Hound' and 'Comedy' are comedic triumphs
Last weekend the Undergraduate Theatre Collective continued its semester-long showcase of Tom Stoppard with Hillel Theater Group's performance of The Real Inspector Hound. The group also performed Peter Shaffer's Black Comedy. Both shows played off of conventional theatrical notions. Stoppard's play lambastes self-involved critics and mocks English country-house weekend mysteries while Staffer's expands on a theme in Peking Opera, interchanging dark for light and vice versa.
The night opened with Stoppard as Andrew Davies '06 came walking through the auditorium looking for his seat. Davies, along with Joshua Louis Simon '07, played a theatre critic who became more than just an onlooker. The rest of the cast acted out on stage a stereotypical English murder mystery show, complete with a deceased body on stage behind them. The cast was hilariously over the top, lampooning the genre with hyper-melodrama and grand gestures. Rachel Boyarsky '06, who played Cynthia Muldoon, epitomized this with her grand gestures as three men fought over her.
The first show left me in stitches. Stoppard's witty dialogue, which HTP showed can be very hard to deliver, and twisted endings kept the show very interesting. The pacing that director Sonia Gecker '06 used for the actors who were performing the show within the show was excellent. The script that read like a satirical Agatha Christie story was made all the more hysterical by the performers delivery.
Even the actors movements and blocking were funny. Rebecca Kotlicky '06, who has maybe a dozen lines in the entire show, was hilarious as she floated across the stage with broad sweeping motions.
While overall the first show was great, not enough attention was paid to the two actors playing the critics planted within the audience, who were both essential to the plot. They were overshadowed by the play they were watching and a lot of important plot information about Poteridge and the significance of the Real McCoy was lost in the side dialogue and monologues that they had.

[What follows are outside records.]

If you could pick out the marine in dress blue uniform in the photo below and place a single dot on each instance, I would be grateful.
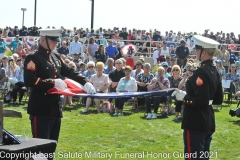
(42, 71)
(203, 88)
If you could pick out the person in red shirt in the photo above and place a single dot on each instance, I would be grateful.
(232, 46)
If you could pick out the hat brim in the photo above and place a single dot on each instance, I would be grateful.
(57, 39)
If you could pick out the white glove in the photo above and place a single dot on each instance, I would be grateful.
(88, 88)
(179, 94)
(60, 84)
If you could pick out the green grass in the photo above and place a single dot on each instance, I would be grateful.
(130, 134)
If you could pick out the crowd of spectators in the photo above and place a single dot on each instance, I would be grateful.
(98, 56)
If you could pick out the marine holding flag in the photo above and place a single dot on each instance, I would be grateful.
(203, 88)
(42, 71)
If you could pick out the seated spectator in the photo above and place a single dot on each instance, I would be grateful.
(19, 85)
(220, 68)
(224, 56)
(156, 84)
(101, 54)
(171, 43)
(126, 84)
(109, 67)
(164, 50)
(82, 68)
(63, 49)
(100, 82)
(69, 98)
(165, 66)
(124, 62)
(143, 80)
(111, 50)
(235, 78)
(20, 50)
(119, 55)
(90, 70)
(138, 70)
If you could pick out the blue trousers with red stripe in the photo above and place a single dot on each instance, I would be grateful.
(45, 128)
(196, 145)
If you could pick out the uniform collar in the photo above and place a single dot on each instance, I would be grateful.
(209, 61)
(46, 51)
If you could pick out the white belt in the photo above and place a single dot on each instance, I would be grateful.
(210, 102)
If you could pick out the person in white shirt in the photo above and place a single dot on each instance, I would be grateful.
(76, 46)
(165, 50)
(156, 54)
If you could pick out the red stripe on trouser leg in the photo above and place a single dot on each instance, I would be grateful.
(189, 145)
(35, 127)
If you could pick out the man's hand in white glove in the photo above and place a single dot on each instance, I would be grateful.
(60, 84)
(88, 88)
(180, 95)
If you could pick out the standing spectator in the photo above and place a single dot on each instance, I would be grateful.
(220, 68)
(111, 50)
(19, 85)
(116, 75)
(119, 55)
(232, 46)
(109, 67)
(101, 54)
(157, 36)
(63, 50)
(77, 61)
(11, 71)
(20, 50)
(143, 80)
(156, 84)
(233, 58)
(15, 42)
(156, 54)
(100, 82)
(75, 47)
(211, 36)
(171, 43)
(126, 84)
(11, 33)
(24, 32)
(224, 56)
(92, 48)
(34, 47)
(2, 48)
(138, 70)
(182, 54)
(123, 34)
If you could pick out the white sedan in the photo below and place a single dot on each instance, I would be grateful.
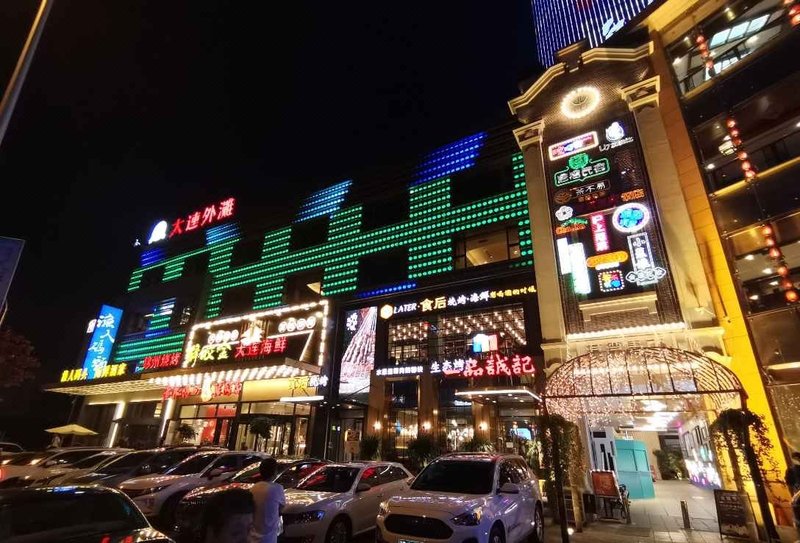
(476, 497)
(158, 495)
(340, 501)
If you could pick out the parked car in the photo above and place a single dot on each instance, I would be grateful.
(479, 497)
(190, 508)
(133, 464)
(158, 495)
(72, 515)
(13, 474)
(339, 501)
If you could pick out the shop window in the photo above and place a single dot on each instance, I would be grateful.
(152, 277)
(247, 251)
(486, 247)
(237, 300)
(309, 233)
(384, 268)
(302, 287)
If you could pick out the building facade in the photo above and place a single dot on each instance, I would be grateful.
(341, 322)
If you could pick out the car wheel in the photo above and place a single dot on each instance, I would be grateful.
(339, 532)
(537, 536)
(496, 535)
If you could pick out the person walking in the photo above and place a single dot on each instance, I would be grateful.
(269, 502)
(227, 517)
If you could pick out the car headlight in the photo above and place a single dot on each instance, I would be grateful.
(470, 518)
(303, 518)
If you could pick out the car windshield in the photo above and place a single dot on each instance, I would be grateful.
(65, 513)
(330, 479)
(193, 464)
(126, 461)
(457, 476)
(94, 460)
(25, 459)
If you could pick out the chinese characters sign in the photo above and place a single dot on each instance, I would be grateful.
(102, 341)
(196, 220)
(495, 365)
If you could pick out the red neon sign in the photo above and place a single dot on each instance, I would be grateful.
(169, 360)
(208, 216)
(599, 232)
(268, 346)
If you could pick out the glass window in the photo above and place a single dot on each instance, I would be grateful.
(456, 476)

Shaffer's Black Comedy was equally as funny. The show, which takes place during a lit blackout, is a comedic tour de force combining both witty dialogue and great physical comedy to fully engage the audience. The show centers on Brindsley Miller, played by David Klasko '07, who is trying to meet his fiancs father and sell his sculptures at the same time when there is a power failure.

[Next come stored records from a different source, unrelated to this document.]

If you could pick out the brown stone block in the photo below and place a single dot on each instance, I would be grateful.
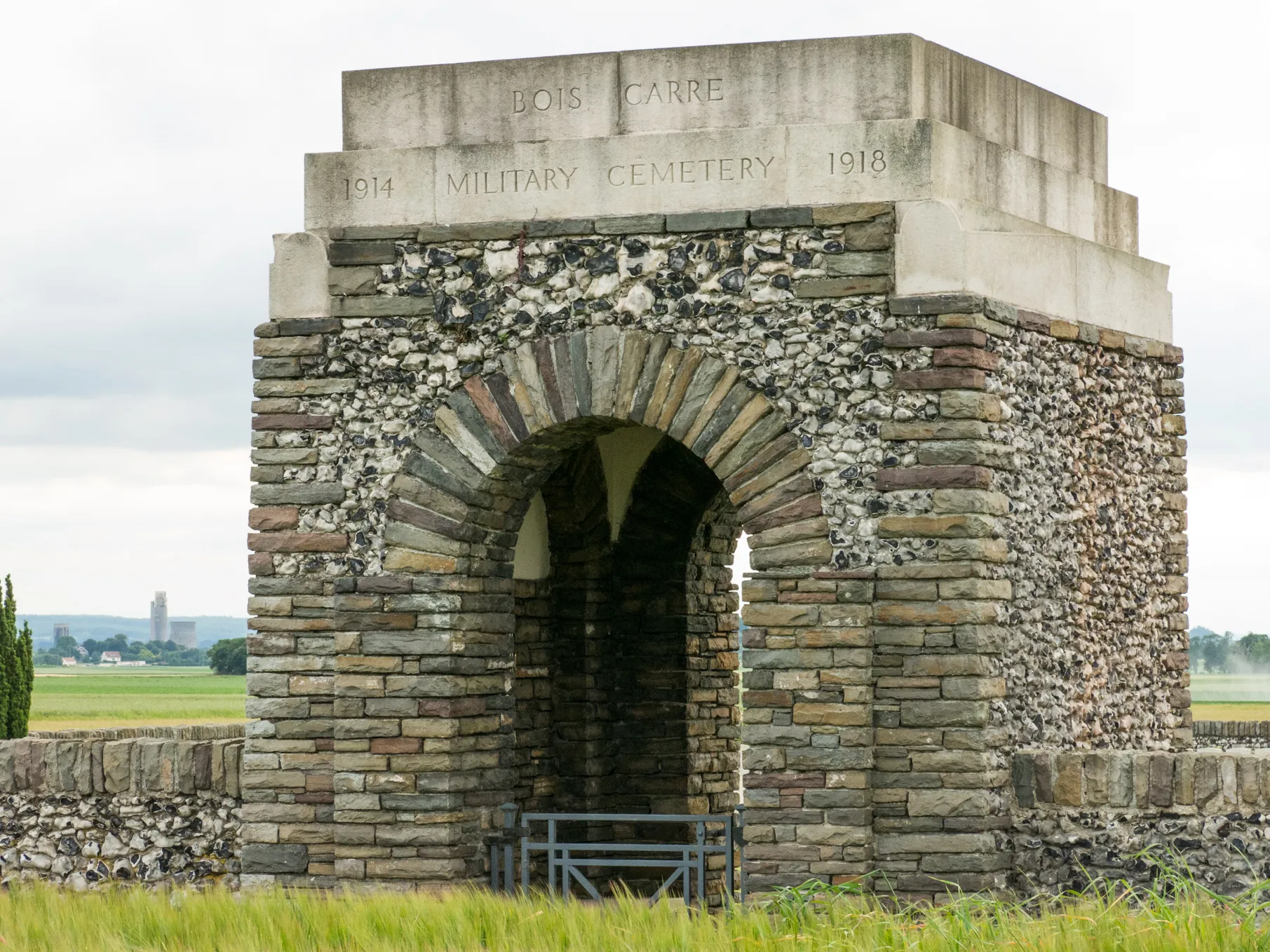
(933, 477)
(935, 612)
(291, 422)
(947, 379)
(842, 287)
(410, 562)
(966, 357)
(765, 615)
(961, 526)
(769, 698)
(297, 543)
(943, 714)
(935, 429)
(797, 510)
(272, 518)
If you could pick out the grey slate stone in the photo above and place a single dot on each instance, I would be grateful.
(778, 217)
(706, 221)
(631, 225)
(275, 857)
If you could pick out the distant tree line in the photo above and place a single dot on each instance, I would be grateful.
(228, 657)
(161, 653)
(1226, 654)
(17, 668)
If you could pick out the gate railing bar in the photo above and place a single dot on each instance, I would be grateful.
(565, 867)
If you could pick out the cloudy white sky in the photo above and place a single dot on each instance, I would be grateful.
(151, 149)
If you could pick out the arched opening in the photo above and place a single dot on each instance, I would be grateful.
(626, 644)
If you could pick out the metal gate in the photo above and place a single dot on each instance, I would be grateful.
(567, 862)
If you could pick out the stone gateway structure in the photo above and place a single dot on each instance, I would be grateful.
(560, 330)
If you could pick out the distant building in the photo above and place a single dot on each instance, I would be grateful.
(159, 617)
(183, 634)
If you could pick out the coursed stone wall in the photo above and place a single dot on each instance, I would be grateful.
(1080, 815)
(153, 805)
(927, 484)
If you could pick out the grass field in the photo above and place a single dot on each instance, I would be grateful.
(100, 697)
(95, 697)
(1231, 697)
(45, 919)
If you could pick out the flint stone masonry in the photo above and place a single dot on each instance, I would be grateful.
(1079, 815)
(151, 805)
(506, 441)
(847, 79)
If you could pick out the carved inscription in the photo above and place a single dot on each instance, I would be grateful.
(689, 172)
(357, 189)
(492, 183)
(675, 92)
(858, 163)
(543, 100)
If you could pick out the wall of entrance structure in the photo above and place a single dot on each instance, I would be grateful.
(504, 447)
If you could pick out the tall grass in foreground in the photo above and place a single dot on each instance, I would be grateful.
(42, 918)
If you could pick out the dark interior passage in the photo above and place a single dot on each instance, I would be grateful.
(626, 651)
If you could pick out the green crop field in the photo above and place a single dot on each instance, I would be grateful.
(1231, 697)
(46, 919)
(102, 697)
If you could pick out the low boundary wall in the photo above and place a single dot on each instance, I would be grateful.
(1232, 734)
(142, 804)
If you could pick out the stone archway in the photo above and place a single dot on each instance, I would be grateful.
(611, 682)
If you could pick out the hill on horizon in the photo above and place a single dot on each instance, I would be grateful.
(211, 627)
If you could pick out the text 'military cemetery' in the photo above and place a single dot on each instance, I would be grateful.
(559, 330)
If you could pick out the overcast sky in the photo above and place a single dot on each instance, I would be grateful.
(151, 149)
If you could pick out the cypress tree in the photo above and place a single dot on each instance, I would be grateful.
(9, 684)
(27, 668)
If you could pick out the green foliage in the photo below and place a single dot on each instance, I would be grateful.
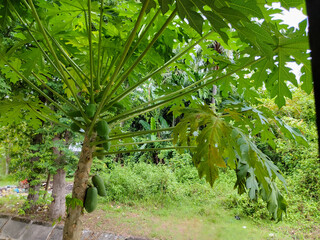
(99, 184)
(110, 53)
(73, 202)
(91, 199)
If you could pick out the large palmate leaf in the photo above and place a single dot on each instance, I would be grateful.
(219, 144)
(19, 109)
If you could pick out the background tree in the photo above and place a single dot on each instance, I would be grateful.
(103, 52)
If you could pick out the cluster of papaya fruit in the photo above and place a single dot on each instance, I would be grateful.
(92, 192)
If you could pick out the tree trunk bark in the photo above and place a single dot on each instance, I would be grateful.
(47, 186)
(7, 164)
(73, 225)
(58, 205)
(33, 196)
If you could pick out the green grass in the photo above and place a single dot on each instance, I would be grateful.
(157, 202)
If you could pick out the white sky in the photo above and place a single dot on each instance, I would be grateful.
(292, 18)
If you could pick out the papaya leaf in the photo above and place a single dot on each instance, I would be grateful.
(220, 144)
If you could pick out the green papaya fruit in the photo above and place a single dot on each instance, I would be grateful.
(75, 127)
(99, 184)
(91, 199)
(102, 128)
(91, 110)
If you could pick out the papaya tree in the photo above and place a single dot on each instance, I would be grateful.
(104, 51)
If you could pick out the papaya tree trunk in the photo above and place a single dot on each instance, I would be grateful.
(58, 206)
(73, 225)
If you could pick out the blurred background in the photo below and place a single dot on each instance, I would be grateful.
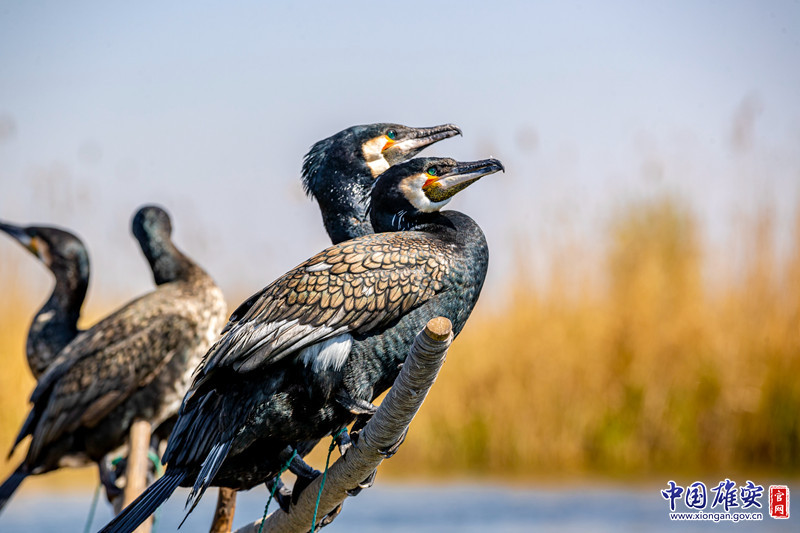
(641, 318)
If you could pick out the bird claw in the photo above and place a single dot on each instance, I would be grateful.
(344, 441)
(357, 406)
(281, 494)
(109, 474)
(367, 483)
(328, 518)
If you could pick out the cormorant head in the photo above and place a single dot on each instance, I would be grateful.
(152, 227)
(408, 191)
(59, 250)
(339, 171)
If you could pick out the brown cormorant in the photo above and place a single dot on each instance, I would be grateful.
(134, 364)
(327, 336)
(56, 323)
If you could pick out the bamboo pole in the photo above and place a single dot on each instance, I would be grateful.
(386, 428)
(223, 515)
(138, 466)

Miller's night completely goes to hell when his ex-girlfriend Clea, played by the devastatingly beautiful Jessa Saidel '07, shows up to spoil his evening. The hysteria continues, as Miller has to get all of the furniture out of the flat and into that of his neighbor Harold Gorringe, played by Adam Curley '07.
The physical comedy in the show was utterly brilliant: Klasko falls down all the time, Kotlicky is drunk and delirious for a very large portion of the show, Simon's characters mannerisms are a cross between Yosemite Sam and Major Dad and Boyarsky is flitting around stage popping her voice. There is enough visual comedy that you don't even really need dialogue; all you have to do is watch them literally and figuratively trip over themselves.

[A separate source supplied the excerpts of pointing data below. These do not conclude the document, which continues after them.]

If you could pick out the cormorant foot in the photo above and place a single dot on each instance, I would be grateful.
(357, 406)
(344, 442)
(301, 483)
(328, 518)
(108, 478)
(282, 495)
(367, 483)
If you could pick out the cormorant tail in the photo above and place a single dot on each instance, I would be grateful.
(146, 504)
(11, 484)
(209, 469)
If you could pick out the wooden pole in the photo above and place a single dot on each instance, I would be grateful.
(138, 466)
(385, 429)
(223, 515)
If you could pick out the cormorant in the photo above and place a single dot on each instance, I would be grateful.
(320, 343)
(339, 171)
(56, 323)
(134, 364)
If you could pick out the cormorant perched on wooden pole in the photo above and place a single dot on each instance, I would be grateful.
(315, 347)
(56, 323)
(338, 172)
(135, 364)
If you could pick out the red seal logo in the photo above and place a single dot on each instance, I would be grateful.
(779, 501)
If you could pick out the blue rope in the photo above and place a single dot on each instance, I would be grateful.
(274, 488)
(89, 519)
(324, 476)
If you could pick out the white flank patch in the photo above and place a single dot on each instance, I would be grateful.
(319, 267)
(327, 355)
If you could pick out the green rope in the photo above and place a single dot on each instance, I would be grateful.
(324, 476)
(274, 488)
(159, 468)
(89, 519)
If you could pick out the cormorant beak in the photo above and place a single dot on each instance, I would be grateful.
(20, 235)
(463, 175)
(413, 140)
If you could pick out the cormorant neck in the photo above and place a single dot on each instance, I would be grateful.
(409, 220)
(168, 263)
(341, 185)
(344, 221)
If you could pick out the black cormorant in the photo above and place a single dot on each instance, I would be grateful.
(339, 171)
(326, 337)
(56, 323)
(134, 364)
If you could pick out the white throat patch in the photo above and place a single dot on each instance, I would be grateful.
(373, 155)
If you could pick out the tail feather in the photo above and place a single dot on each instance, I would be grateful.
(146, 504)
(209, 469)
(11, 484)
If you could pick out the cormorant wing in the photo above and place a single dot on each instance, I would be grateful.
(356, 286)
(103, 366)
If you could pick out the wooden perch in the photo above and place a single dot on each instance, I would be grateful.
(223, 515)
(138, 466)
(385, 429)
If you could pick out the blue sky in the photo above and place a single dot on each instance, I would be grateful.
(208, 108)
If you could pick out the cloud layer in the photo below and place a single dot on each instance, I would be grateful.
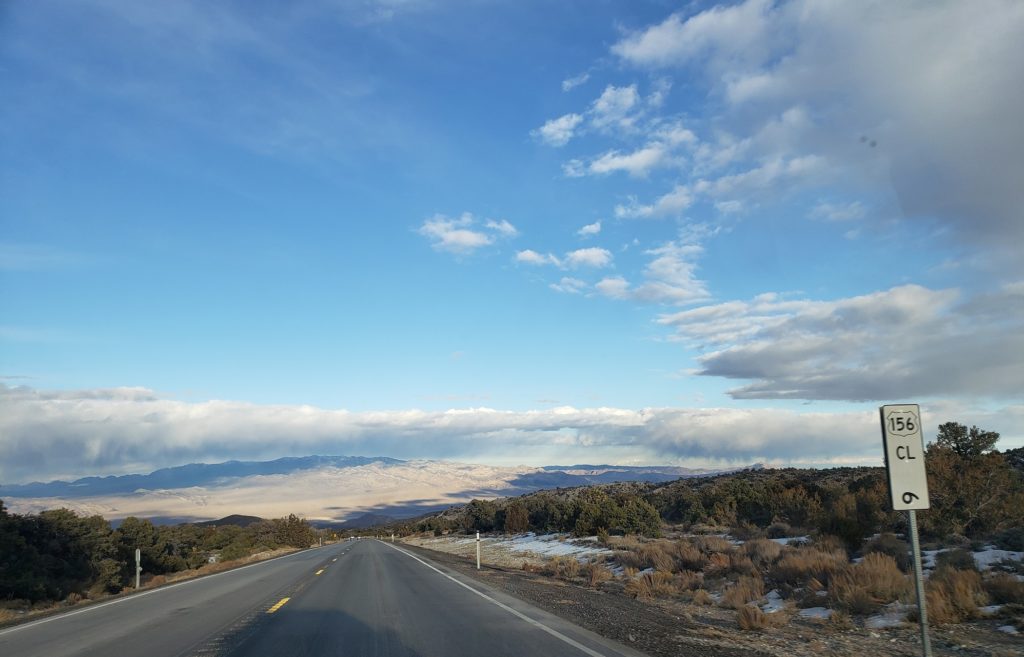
(50, 434)
(887, 345)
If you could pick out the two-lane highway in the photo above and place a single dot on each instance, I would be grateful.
(361, 598)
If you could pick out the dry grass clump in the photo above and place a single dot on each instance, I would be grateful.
(864, 586)
(689, 580)
(741, 564)
(849, 595)
(718, 564)
(629, 559)
(953, 596)
(595, 574)
(658, 556)
(799, 566)
(689, 556)
(568, 568)
(1004, 588)
(762, 551)
(651, 584)
(745, 589)
(712, 544)
(889, 543)
(701, 597)
(752, 617)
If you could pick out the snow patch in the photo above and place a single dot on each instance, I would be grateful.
(815, 612)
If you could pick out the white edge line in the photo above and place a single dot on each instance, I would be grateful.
(130, 597)
(518, 614)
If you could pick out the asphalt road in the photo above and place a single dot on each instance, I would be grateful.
(355, 599)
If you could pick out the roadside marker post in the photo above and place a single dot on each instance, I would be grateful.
(904, 450)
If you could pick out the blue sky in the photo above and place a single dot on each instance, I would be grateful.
(508, 232)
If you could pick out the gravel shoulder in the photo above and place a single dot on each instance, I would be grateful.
(674, 627)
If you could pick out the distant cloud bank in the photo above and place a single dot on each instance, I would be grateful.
(50, 434)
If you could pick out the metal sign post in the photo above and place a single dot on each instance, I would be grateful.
(904, 449)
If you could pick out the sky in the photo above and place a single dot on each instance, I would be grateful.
(506, 232)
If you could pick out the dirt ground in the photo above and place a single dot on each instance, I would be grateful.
(674, 627)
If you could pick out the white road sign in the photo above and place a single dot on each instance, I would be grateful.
(904, 456)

The one aspect that bothered me about the show, (which there is nothing you can do about) is its running time. The show was very funny, but an hour and 45 minutes on top of an hour-long opening show makes for a three-hour night. That's fine in some cases, but with physical comedy the more concise the better. How many times can Klasko get screwed over in one evening? And while there were parts in the later scenes that were very funny-like Curley's response to the discovery that Klasko is not gay and Kotlicky's drunken monologue- they were all just expository dialogue. Their deletion could have shortened the play. Perhaps, in the West End of London audiences are more adept to handle three-hour shows, but I felt like I was watching Winters Tale by about 10:15 p.m.
Black Comedy was quite good and probably the best show the UTC has put on this semester. The show was just clean and very smoothly executed. The lights were crisp. The costumes worked. The sound was on time. The tech was good, and while the set was a little uninspired, That's not really important here. Sure there were a few little things-like no English man would care about the Chicago Blackhawks and Crown Royal is an amber color instead of clear-but overall the show was very clean.